Aisleen turned and gazed steadily out of the window to hide the distraction she knew was expressed in every line of her face. She was the source of much gossip and speculation among the other women. It had begun with the arrival of that impertinent Mr. Gibson. Within half an hour of his visit, everyone in the barracks had heard of his audacious marriage proposal. It had made her a celebrity of sorts among them, a fact she found quite distressing.

“Wretched man!” she muttered and again swallowed painfully At least that matter had resolved itself. No further
word had been heard from him, and she was now convinced that he would not return as he had promised to do. After all, the actions of a man so obviously disturbed were not to be trusted.

“Breakfast, Miss Fitzgerald,” one of her roommates called as she passed Aisleen’s bed.

Aisleen nodded, not turning from the window.
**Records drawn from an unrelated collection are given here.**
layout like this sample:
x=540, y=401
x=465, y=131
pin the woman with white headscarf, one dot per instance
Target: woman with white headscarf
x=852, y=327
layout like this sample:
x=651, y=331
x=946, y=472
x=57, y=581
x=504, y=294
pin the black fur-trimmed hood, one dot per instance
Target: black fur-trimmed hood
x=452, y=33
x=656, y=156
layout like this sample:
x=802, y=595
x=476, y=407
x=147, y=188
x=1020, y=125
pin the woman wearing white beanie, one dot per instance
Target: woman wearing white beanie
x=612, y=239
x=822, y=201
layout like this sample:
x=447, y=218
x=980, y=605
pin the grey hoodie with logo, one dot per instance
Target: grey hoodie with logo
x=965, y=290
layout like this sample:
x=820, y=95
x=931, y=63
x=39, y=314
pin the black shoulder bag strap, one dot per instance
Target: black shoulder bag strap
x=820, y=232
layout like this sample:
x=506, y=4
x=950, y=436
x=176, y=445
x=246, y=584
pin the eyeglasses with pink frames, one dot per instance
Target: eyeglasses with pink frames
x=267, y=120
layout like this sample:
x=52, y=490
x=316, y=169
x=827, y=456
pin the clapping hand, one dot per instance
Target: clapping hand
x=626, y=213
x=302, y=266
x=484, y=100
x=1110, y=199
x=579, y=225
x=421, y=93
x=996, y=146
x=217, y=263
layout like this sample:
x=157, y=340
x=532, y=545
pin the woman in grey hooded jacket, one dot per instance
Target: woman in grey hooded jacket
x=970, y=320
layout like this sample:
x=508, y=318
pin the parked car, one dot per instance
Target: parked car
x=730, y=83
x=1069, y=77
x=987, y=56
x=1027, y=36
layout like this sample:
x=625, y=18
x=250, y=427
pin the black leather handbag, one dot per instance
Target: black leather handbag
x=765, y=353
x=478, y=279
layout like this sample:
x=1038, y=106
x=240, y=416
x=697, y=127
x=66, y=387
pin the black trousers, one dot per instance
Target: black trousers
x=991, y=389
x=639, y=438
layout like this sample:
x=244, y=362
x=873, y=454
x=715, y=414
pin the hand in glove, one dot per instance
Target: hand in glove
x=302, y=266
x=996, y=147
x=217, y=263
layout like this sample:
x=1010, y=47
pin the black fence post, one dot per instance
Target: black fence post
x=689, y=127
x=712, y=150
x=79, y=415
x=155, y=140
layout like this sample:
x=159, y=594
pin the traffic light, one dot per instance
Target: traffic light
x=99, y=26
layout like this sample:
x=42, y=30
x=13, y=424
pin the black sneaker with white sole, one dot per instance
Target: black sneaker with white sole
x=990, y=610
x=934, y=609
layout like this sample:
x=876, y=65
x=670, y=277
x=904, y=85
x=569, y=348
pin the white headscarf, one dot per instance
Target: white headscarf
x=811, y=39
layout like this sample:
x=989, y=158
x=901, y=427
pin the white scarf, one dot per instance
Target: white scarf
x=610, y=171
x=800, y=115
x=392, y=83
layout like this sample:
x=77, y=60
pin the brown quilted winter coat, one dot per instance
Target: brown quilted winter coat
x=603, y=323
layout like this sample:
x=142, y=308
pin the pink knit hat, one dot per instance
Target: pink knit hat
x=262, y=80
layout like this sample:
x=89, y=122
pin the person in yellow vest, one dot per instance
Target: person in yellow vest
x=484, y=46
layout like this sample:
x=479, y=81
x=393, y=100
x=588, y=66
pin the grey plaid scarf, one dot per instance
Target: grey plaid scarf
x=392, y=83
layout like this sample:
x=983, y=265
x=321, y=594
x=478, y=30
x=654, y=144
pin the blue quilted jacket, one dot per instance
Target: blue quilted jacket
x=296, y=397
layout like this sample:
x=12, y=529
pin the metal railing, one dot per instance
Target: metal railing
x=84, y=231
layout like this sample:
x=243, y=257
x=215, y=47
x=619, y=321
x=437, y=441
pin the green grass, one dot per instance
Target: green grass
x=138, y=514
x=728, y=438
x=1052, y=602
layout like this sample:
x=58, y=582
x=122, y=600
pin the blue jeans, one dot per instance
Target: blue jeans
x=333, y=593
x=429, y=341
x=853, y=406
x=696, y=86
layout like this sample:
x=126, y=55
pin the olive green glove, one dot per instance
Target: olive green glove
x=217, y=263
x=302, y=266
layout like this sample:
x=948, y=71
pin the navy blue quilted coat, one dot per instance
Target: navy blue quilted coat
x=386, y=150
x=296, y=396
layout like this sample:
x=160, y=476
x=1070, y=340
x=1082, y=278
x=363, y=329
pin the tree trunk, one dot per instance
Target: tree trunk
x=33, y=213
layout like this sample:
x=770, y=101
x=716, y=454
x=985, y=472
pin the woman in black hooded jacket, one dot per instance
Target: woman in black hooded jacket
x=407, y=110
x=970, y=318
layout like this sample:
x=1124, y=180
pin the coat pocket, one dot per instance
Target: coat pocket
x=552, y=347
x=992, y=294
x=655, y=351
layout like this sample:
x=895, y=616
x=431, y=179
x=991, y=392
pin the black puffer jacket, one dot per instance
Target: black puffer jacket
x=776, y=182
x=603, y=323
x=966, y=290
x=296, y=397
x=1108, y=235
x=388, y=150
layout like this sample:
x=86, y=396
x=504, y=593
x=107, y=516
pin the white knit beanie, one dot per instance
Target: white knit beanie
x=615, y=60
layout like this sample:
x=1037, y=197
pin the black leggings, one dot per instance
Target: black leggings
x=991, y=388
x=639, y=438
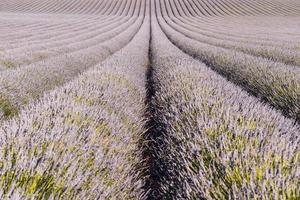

Only when the final footsteps had faded away did she turn from the window. The emotional whirlwind had died, but its ravishment left her feeling drained. The thought of porridge made her stomach contract. That aside, she doubted she could swallow a single spoonful. Smoke or dream, her throat was raw.

A quiver began at one corner of her mouth. She had never before been the victim of a nervous complaint. Hysteria was not unusual in women in her rank and circumstance, she knew, but she thought of herself as having far too practical a nature ever to succumb to the weakness.

So, being practical, she went to the foot of her bed and extracted from her trunk the medical volume which she had carried since the day she began supervising children. She turned unerringly to the section entitled “Nervous Complaints” and ran a finger down the paragraphs until she came to the one marked “Fits.” The term “Apoplexy” did not apply to her symptoms but, with a small gasp, she read the following under “Hysterics”:

The patient may suffer warning symptoms: headache, weak pulse, and often believe himself the victim of all manner of maladies, suffering false symptoms of disease. These are apt to follow great depression of the spirit and shedding of tears.

She closed the volume with a snap and replaced it. “Enough of that, my girl!” she said decisively. She simply did not have time to languish about in a state of
hysterics. If her throat was sore, she must be sickening. The best remedy for that was rest.

Lying down on her cot, she fell instantly into a deep, troubled sleep.